The recognition of the need for health information exchange is arising in part because it is an essential element in stage 2 of the meaningful use of electronic health records (EHRs) and in many of the payment system reforms that are being tested, according to former Sen. Bill Frist, MD, who was previously Senate majority leader, and is now co-leader of the health project at the Bipartisan Policy Center, at an Oct. 3 briefing.

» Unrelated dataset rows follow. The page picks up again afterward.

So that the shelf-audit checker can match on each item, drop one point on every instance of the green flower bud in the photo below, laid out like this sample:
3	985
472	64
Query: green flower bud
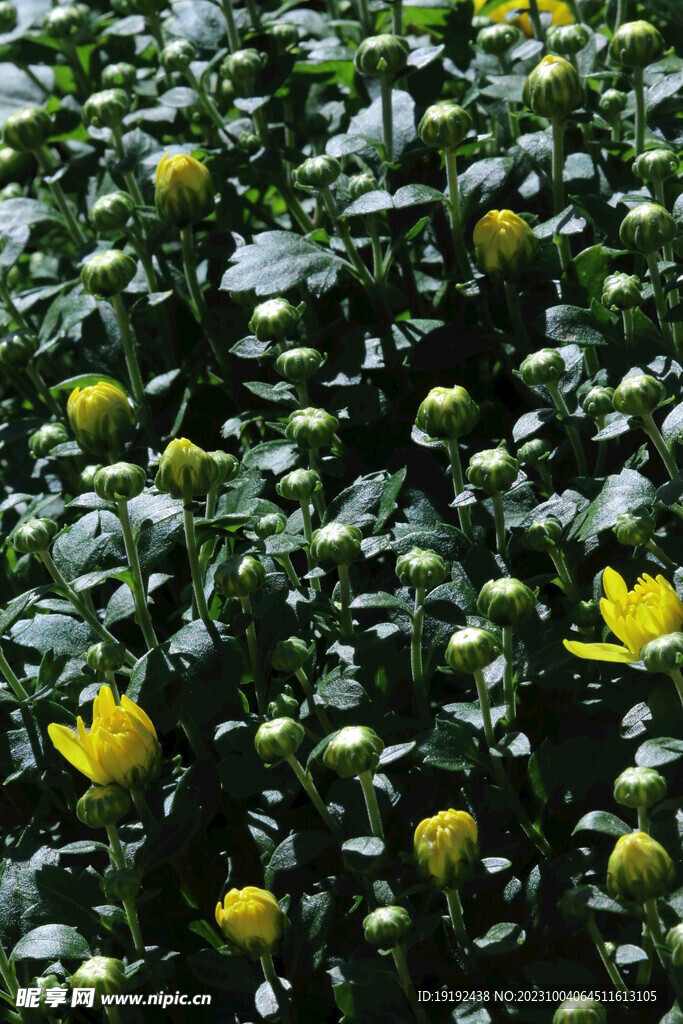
311	427
105	109
544	367
299	365
639	395
636	44
122	883
119	76
639	787
336	544
278	739
105	656
580	1012
299	484
444	125
241	576
27	130
665	653
275	320
598	401
386	926
544	534
553	89
447	412
470	649
178	54
47	437
112	212
104	974
108	273
493	470
639	868
353	750
102	805
288	655
34	536
382	56
316	172
567	39
634	527
119	482
507	601
423	568
185	470
647	227
497	39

Now that physicians are adopting EHRs, electronically sharing health information is the next logical step to improve patient care. But major hurdles block the exchange of health data.

“An overwhelming majority of more than 70 percent clinicians surveyed believe that the lack of interoperability and exchange infrastructure and the cost associated with those are major barriers to realizing this. Stage 2 of meaningful use in 2014 lays the foundation for increased interoperability of exchanges, particularly related to transitions of care,” Frist said.

[Also from BPC event: Mostashari's 3 reasons to be 'optimistic this time'.]

The center released two companion reports on “Clinician Perspectives on Electronic Health Information Sharing for Transitions of Care” and “Accelerating Electronic Information Sharing to Improve Quality and Reduce Costs in Health Care.” 

Dr. Farzad Mostashari, the national health IT coordinator, said that the report reflects the views he has heard in meeting with physicians across the country on health information exchange.

“The report, the way it starts off, the first finding is dead-on, in terms of the centrality of every conversation we’re having, that a business case is emerging,” he said at the briefing.

According to the survey, physicians also would like to have a standard set of information shared with them when a patient is discharged from a hospital or changes in other care settings and to be able to query for other data.  

The survey polled clinicians about their needs and preferences regarding electronic health information: what type of information they want in various care transitions and how quickly.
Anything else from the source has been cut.